Взмах, взмах, взмах…
Звон, звон, звон.
Еще, еще, еще.
– Барбара!
Нечто, что приползло к нему само среди ночи, что слилось с его обычной тенью и стало оберегом, которому он мог доверить и секреты, тайны, врагов, всего себя, не выдержало. Тень с шипящим стоном потекла сквозь пальцы, потеряв форму, и Джек опустился на колени, но не перед Ламмасом, а перед ней. Принялся сгребать разрозненные дрожащие кусочки Барбары в ладони, прижимать к себе, лелеять, чувствуя вину за то, что заставил ее превозмочь свои пределы.
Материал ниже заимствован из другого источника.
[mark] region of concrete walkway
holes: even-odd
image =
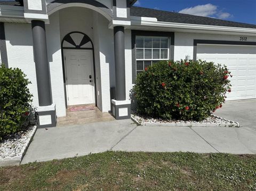
[[[252,103],[249,101],[247,104]],[[109,150],[256,154],[255,118],[250,118],[250,114],[244,113],[246,107],[242,111],[241,107],[236,107],[237,103],[226,104],[221,109],[223,113],[226,114],[225,110],[228,111],[228,107],[231,107],[241,113],[227,118],[241,122],[242,127],[141,127],[131,120],[125,120],[39,129],[21,163]],[[254,107],[250,112],[254,112],[255,110]]]

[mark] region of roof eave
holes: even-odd
[[[137,1],[137,0],[132,0],[132,2],[130,3],[131,6],[132,6]]]
[[[208,31],[211,33],[229,33],[229,34],[246,34],[248,35],[256,36],[256,29],[219,26],[212,25],[203,25],[188,24],[183,23],[166,22],[156,21],[156,18],[134,17],[131,18],[131,27],[132,26],[141,26],[151,27],[161,27],[177,30],[182,31]]]

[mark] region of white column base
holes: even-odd
[[[111,101],[112,113],[116,119],[131,118],[131,101]]]
[[[40,128],[56,127],[56,105],[38,106],[35,108],[37,127]]]

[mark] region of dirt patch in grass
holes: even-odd
[[[0,190],[255,190],[256,155],[108,152],[0,168]]]
[[[17,179],[24,179],[26,176],[19,166],[7,167],[0,171],[0,184],[11,184]]]
[[[57,172],[55,176],[53,177],[51,177],[47,180],[47,182],[49,183],[52,183],[53,182],[58,182],[61,184],[67,183],[73,180],[78,175],[81,173],[80,170],[60,170]]]

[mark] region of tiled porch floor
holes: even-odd
[[[97,107],[95,110],[70,112],[67,110],[67,115],[58,118],[57,127],[86,124],[95,122],[109,121],[115,119],[109,113],[102,113]]]

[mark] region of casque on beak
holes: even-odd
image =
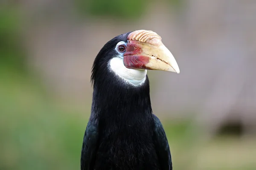
[[[162,70],[180,73],[175,58],[151,31],[138,30],[128,37],[123,62],[128,68]]]

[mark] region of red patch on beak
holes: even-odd
[[[144,55],[141,47],[136,41],[129,41],[126,51],[124,54],[123,62],[128,68],[147,69],[146,65],[148,63],[148,56]]]
[[[147,69],[146,65],[148,63],[148,57],[143,55],[124,56],[124,64],[128,68]]]

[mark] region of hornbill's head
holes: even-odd
[[[96,81],[104,82],[108,77],[137,86],[146,79],[147,70],[180,73],[161,37],[151,31],[138,30],[119,35],[106,43],[95,59],[91,79],[95,84]]]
Изнуренная, она даже не могла никак срастись и собраться в один лоскут.
И в этот самый миг на них обрушился очередной удар.
Судорожно хватаясь за обрывки тени, Джек успел перекатиться в бок, когда серп Ламмаса вонзился в пол, взметая град щепок. Но увернуться от пинка не получилось: ногой Ламмас отправил его в полет через всю комнату. Боль от встречи со стеной, от которой тыква Джека треснула посередине, была сильной, но терпимой в отличие от унижения, когда его, само воплощение осени, по рукам и ногам вдруг оплели цветы.
– «Лелеет лето лучший свой цветок, хоть сам он по себе цветет и вянет. Но если в нем приют нашел порок, любой сорняк его достойней станет» [16] , – протянул Ламмас, опуская серп и подходя к нему.
16
Шекспир У. Сонет 94 (пер. С. Маршака).
С каждым его шагом изумрудные лозы разрастались, пока до отказа не набились Джеку в резной рот, ботинки и рукава рубахи. Он невольно откинулся назад, провалился в набухшие бутоны, проклюнувшиеся прямо сквозь каменные стены, и очутился на подстилке из лепестков, мягкой и упругой, как матрас в его родной постели. Резко захотелось спать, будто в проигрывателе в алькове вместо джаза включили колыбельную, и высокий черный силуэт куда-то поплыл перед взором Джека, подернулся рябью… Пока он не услышал:
– Королева фей, тот смешной вампир, который добровольно отказывается от крови, и Лорелея Андерсен… Уверен, мы найдем общий язык.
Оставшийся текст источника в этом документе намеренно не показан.